C5a and MAC both have been implicated in acute and chronic inflammation associated with human disease, and their role in disease has been confirmed in animal models. C5a is required for complement- and neutrophil-dependent lung vascular injury (Ward, 1997; Mulligan et al., 1998), and is associated with neutrophil and platelet activation in shock and in burn injury (Schmid et al., 1997). MAC mediates muscle injury in acute autoimmune myasthenia gravis (Biesecker and Gomez, 1989), organ rejection in transplantation (Baldwin et al., 1995; Brauer et al., 1995; Takahashi et al., 1997), and renal injury in autoimmune glomerulonephritis (Biesecker et al., 1981; Nangaku et al., 1997). Both are implicated in acute myocardial ischemia (Homeister and Lucchesi, 1994), acute (Bednar et al., 1997) and chronic CNS injury (Morgan et al., 1997), leukocyte activation during extracorporeal circulation (Spycher and Nydegger, 1995; Sun et al., 1995), and in tissue injury associated with autoimmune diseases including arthritis and lupus (Wang et al., 1996). Modalities for preventing complement and C5-dependent injury, either directly through C5 blockade or by preventing earlier complement activation, are actively pursued for treatment of inflammatory disease (Kirschfink, 1997; Spencer et al., 1997).

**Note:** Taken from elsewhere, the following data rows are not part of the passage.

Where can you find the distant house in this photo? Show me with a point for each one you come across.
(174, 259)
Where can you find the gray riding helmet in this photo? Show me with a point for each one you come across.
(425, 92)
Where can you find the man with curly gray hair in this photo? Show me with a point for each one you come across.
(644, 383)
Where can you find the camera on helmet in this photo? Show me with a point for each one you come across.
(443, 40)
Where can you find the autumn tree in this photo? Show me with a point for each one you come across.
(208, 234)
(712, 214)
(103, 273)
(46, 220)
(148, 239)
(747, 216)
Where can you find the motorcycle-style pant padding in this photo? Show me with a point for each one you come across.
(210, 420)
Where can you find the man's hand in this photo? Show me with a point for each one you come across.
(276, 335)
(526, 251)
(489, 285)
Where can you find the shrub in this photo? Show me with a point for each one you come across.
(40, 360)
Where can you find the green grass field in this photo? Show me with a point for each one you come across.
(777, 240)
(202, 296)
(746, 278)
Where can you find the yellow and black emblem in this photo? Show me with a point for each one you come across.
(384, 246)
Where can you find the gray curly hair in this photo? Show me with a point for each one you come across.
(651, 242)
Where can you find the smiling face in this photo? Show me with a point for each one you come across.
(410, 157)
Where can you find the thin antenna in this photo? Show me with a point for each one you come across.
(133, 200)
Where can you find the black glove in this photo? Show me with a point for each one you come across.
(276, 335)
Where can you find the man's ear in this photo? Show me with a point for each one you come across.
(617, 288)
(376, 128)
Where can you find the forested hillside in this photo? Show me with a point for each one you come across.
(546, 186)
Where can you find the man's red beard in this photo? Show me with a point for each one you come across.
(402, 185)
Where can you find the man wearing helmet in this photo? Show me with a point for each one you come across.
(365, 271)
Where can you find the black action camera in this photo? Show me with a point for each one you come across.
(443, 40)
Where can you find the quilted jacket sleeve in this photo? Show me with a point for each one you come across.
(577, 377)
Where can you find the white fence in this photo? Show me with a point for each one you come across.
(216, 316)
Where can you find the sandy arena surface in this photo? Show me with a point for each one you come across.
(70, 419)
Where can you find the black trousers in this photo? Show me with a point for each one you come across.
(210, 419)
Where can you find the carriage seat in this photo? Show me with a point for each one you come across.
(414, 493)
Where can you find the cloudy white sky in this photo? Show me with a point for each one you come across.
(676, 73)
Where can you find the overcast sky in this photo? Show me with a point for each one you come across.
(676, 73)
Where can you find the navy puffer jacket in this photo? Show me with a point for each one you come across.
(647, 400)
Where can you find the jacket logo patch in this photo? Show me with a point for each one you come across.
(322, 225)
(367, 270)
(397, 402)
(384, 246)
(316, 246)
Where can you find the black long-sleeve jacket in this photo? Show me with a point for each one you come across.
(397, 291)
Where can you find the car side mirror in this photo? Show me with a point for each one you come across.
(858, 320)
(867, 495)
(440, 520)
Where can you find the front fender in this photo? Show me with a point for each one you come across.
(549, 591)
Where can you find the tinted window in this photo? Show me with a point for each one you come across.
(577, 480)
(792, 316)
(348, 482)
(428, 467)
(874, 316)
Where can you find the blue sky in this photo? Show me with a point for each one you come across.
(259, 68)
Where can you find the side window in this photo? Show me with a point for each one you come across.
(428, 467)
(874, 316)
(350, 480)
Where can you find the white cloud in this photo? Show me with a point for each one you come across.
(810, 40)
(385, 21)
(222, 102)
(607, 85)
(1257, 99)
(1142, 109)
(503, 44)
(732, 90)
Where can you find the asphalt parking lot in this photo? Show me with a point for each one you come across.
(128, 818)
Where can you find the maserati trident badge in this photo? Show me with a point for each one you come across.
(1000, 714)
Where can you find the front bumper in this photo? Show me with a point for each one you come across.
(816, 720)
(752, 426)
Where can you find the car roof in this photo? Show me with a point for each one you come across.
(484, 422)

Aptamers have unique properties which enhance their utility as therapeutic agents. First and probably most important, aptamers can be selected to functionally important regions on a target protein, and aptamer–protein interactions are high affinity and highly specific. Second, aptamers can be chemically modified to provide additional functions or to alter properties, and without reducing aptamer solubility, stability or production protocols. Third, aptamers are not intrinsically immunogenic and can be used chronically. Fourth, aptamer synthesis is ultimately a traditional chemistry procedure, with all the advantages of batch-to-batch reproducibility, economy of scale, and process improvements inherent in chemical vs. biological production. Results presented here show that aptamers can be derived to the complement C5 component, these aptamers inhibit C5 activation in serum, and are suitable for development as therapeutic molecules.